The artist and his or her record is listed first, followed by the other performers on that album. One thing that I want to know, in reading the names listed, particularly for the very early recordings, what became of those people? On Bix Beiderbecke's selected album, for instance, I knew the names Jimmy Dorsey and Frankie Trumbaure, in addition to Beiderbecke. But beyond that, who was Don Murray, Joe Venuti and Bill Challis? Were they always sidemen; those guys who backed up the main performer? Did they ever make a recording on their own with their name first?

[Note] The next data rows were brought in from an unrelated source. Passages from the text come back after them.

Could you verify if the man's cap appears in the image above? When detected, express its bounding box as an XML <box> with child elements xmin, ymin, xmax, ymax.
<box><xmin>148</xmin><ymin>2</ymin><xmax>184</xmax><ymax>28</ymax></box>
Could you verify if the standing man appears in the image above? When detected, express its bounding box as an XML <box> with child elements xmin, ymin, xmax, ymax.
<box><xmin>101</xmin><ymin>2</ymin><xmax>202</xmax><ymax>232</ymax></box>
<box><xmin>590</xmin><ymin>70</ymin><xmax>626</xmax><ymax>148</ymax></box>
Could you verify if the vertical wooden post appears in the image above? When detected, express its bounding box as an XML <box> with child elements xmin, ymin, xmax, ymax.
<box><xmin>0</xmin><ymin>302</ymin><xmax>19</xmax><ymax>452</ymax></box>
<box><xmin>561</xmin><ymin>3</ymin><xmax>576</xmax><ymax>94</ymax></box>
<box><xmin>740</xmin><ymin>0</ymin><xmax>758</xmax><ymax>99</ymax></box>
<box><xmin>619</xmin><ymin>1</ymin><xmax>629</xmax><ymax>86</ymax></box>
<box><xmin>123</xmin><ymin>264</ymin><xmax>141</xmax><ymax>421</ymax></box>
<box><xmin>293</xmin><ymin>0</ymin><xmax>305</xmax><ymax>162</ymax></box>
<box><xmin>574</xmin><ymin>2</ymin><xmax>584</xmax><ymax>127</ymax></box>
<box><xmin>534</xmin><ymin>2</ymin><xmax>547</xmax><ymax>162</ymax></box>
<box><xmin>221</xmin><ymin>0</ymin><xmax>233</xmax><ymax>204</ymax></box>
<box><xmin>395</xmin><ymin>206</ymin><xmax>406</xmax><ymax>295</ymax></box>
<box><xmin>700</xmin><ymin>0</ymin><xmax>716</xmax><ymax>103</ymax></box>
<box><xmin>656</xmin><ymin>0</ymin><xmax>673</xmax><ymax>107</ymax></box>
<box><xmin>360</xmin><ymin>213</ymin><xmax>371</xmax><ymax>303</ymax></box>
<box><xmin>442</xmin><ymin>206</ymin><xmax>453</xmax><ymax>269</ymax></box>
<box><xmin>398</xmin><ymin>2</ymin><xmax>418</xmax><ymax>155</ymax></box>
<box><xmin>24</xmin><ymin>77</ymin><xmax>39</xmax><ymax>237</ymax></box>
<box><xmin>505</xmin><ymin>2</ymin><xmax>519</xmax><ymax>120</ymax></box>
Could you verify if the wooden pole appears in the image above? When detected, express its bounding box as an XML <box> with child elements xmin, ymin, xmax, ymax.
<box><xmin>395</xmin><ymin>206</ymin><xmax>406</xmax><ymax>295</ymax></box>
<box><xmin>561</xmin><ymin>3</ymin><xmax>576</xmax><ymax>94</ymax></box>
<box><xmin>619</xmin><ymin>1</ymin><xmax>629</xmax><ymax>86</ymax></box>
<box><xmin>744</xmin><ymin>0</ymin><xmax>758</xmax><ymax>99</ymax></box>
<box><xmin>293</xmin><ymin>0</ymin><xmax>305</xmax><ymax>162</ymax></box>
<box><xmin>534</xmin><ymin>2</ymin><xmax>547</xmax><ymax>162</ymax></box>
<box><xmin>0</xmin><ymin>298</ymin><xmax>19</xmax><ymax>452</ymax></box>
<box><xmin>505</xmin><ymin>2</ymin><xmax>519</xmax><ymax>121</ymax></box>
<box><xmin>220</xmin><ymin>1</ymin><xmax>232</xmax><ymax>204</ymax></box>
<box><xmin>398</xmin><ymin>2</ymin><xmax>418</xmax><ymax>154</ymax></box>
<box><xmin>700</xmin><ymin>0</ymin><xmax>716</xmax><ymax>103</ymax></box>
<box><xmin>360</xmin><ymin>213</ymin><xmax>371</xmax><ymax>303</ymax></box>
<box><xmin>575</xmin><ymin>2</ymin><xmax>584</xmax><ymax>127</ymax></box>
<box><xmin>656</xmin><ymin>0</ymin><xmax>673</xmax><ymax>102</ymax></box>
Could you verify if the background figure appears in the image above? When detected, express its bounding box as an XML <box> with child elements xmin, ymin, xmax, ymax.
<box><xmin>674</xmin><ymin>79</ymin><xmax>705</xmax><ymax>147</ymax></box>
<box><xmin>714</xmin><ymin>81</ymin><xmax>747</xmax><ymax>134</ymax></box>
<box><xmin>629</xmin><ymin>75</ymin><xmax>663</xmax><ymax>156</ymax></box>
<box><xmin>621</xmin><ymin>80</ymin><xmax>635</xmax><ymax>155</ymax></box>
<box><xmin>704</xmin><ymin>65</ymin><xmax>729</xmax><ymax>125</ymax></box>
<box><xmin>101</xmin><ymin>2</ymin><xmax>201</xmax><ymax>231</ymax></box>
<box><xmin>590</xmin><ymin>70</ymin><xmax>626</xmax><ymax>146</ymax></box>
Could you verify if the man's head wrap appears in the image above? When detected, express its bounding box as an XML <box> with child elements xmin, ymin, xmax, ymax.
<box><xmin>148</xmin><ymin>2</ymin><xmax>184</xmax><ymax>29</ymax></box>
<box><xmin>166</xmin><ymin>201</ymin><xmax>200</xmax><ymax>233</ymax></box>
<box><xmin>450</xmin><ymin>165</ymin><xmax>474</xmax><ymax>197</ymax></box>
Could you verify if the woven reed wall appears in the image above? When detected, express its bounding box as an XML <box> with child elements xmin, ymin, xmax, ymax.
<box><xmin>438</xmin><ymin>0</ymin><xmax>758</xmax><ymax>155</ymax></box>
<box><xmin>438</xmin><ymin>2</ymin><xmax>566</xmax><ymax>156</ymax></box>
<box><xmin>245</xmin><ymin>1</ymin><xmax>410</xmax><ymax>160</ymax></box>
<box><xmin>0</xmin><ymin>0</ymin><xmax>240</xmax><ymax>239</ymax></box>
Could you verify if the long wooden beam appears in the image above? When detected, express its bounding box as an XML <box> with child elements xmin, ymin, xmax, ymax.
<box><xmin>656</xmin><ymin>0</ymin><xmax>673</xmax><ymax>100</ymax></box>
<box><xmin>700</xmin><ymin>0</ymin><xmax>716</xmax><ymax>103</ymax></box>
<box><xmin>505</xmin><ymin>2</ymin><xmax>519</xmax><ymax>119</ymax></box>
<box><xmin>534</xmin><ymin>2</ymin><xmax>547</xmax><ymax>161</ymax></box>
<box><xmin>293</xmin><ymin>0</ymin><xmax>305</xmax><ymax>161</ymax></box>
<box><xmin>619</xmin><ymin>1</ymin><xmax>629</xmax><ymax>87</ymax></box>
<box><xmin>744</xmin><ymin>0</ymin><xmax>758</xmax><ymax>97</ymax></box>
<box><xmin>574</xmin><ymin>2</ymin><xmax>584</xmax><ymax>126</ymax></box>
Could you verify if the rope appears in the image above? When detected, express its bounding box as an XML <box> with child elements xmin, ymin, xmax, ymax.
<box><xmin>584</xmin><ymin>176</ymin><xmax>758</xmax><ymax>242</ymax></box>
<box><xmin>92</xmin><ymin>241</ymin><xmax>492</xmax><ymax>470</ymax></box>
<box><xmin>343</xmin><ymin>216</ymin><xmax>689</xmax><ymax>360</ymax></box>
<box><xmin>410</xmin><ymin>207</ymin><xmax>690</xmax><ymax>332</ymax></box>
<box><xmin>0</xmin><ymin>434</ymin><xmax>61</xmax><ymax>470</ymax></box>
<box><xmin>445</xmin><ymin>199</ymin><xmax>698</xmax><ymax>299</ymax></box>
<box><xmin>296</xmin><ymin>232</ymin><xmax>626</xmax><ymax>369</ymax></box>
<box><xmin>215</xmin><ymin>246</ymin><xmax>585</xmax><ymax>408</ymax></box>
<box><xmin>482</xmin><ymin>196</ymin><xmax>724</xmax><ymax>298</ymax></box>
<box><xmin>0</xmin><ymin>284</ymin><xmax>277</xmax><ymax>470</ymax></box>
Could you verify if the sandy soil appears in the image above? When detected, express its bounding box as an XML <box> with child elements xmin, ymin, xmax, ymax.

One thing Ken Burns' Jazz program reminded viewers is that alcohol and heroin were synonymous with jazz, unfortunately. Beiderbecke drank himself to death before age 30. Billie Holliday was addicted to heroin as was Miles Davis. He went home to East St. Louis and willed himself clean. How many of these names died early deaths? How many faded into obscurity after recording one or two albums? Did they hop around? Some names, like Max Roach, were all over the place, playing for a wide variety of people because they were very good. Some, like Johnny Hodges, stayed with one band, Duke Ellington's, his entire career.

And another thing, nicknames. David 'Fathead' Newman and Jeff 'Tain' Watts are a couple of current jazz artists with nicknames. That's just not done anymore. Looking at the lists of people on albums, nicknames or 'unusual' first names were everywhere:  Cootie Williams, Kid Ory, Earl "Fatha" Heins, many "Budds", "Reds" and "Juniors". Dizzy Gillespie's first name was John, but no one called him that. Duke Ellington's first name was "Edward" and Count Basie was a "William". Perhaps it's indicative of the era. Performers, with the exception of rap and hip-hop, are known by their real names, not nicknames.

I'm on the fence about keeping this book, even as a reference. I just added Bobby Darin's Greatest Hits to my collection and he's nowhere to be found in this book. I suspect the author would look down on his style of singing as cloying and overly commercial. Darin was more popular because of his good looks than his singing, if truth be told, but I prefer his rendition of "Mack the Knife" to Louis Armstrong's or Ella Fitzgerald's.

In the end, it's more about what you like than what a critic says is what you should have in your collection. This was a good read, to be exposed to artists I'd never heard of; they aren't played on WDCB. When it comes to spending my pennies, I'm going to look at what I have and then what I'd like to add. A critic may be sour on Fred Astaire Sings Gershwin, but I'd really like to find that on CD or have someone make a CD from the cassette tape I own. Some music, I just like.